The Sappi mill in Cloquet, Minn., has stopped buying Douglas County ash for now. Mill manager Gary Erickson said things are manageable under the current quarantine, but circumstances could worsen if the quarantine area is expanded.
Sappi already buys wood from several Wisconsin counties that are under quarantine for gypsy moths, another invasive pest. Erickson was concerned that Minnesota might impose gypsy-moth quarantines in Cook and Lake counties.
The ash-borer quarantine is a headache not only for buyer but for sellers as well.
Max Ericson, a logger from Minong, Wis., said he might have to start storing the timber he cuts in the summer months. Regulators restrict the movement of cut ash until Oct. 1, when the ash borer stops flying and can't spread as easily.

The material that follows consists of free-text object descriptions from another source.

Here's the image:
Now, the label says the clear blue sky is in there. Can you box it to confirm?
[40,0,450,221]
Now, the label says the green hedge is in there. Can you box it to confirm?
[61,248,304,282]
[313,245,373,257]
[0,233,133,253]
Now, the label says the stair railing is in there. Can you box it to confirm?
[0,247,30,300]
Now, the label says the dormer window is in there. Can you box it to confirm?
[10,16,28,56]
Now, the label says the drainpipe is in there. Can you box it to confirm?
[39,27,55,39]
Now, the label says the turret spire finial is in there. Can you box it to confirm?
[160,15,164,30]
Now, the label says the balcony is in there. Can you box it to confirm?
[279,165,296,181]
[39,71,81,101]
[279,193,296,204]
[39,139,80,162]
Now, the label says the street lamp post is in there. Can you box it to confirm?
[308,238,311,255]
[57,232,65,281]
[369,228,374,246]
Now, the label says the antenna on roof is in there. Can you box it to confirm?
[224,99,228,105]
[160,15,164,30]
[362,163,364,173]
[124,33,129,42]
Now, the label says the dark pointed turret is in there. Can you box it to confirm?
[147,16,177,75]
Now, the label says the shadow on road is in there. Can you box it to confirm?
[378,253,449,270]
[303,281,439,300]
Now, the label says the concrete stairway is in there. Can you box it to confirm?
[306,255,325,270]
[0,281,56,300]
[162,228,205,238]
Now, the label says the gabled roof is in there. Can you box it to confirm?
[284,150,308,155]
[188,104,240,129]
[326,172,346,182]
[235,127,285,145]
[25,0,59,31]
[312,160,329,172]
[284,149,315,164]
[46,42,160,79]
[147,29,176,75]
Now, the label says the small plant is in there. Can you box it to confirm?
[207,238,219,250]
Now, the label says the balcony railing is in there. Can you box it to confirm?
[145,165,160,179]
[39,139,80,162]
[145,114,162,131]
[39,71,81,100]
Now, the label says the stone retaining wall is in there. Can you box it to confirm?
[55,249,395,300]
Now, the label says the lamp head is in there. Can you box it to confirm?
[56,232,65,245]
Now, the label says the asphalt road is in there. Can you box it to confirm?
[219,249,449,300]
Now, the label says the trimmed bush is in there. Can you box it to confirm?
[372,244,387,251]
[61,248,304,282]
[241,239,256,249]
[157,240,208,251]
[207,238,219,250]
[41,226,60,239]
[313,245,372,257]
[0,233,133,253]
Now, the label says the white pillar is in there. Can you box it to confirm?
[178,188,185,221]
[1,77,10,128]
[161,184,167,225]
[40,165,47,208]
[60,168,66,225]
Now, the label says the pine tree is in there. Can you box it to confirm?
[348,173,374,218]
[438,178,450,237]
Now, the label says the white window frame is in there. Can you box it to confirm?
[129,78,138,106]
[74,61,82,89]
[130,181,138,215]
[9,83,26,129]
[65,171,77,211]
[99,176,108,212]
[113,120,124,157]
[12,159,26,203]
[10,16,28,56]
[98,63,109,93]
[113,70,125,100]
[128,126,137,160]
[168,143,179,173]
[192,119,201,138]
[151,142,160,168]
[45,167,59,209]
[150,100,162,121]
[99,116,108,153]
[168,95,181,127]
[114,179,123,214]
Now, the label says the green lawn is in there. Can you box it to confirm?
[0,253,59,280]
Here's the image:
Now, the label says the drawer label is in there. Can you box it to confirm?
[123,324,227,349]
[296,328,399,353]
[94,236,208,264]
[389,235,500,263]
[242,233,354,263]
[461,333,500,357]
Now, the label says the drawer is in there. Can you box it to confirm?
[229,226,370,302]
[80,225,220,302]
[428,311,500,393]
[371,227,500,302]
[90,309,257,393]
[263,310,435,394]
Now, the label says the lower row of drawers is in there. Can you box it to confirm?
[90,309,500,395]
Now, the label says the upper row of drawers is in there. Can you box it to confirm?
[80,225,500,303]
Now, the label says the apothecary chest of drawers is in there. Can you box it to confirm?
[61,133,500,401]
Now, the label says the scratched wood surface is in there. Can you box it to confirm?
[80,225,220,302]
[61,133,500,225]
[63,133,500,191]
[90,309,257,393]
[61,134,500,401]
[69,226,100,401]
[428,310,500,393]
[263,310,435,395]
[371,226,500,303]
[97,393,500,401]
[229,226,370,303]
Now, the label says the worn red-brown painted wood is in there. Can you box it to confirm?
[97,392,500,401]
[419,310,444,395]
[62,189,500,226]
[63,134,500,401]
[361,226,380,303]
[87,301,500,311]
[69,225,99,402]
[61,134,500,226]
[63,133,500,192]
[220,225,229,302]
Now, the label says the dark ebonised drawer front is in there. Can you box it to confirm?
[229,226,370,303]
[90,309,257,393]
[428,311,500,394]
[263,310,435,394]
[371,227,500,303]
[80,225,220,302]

"When you buy a timber sale, before you start cutting, you pay money down, and you have to pay before you cut," Ericson said. "So you have the expense of having your money tied up in stumpage, tied up in your labor, and fuel for the skidders, and all that to produce that wood, and then it has to lay there for potentially four or five months."
Officials suspect the emerald ash borer hitched a ride to Superior when people transported infected firewood from central Wisconsin. That upsets loggers such as Ericson.
"The chances of loggers spreading the emerald ash borer from way down in the central part of the state clear up to Superior are slim to none," he said. "But we're the ones who are going to have to deal with the consequences in order to protect the natural resources that we do have."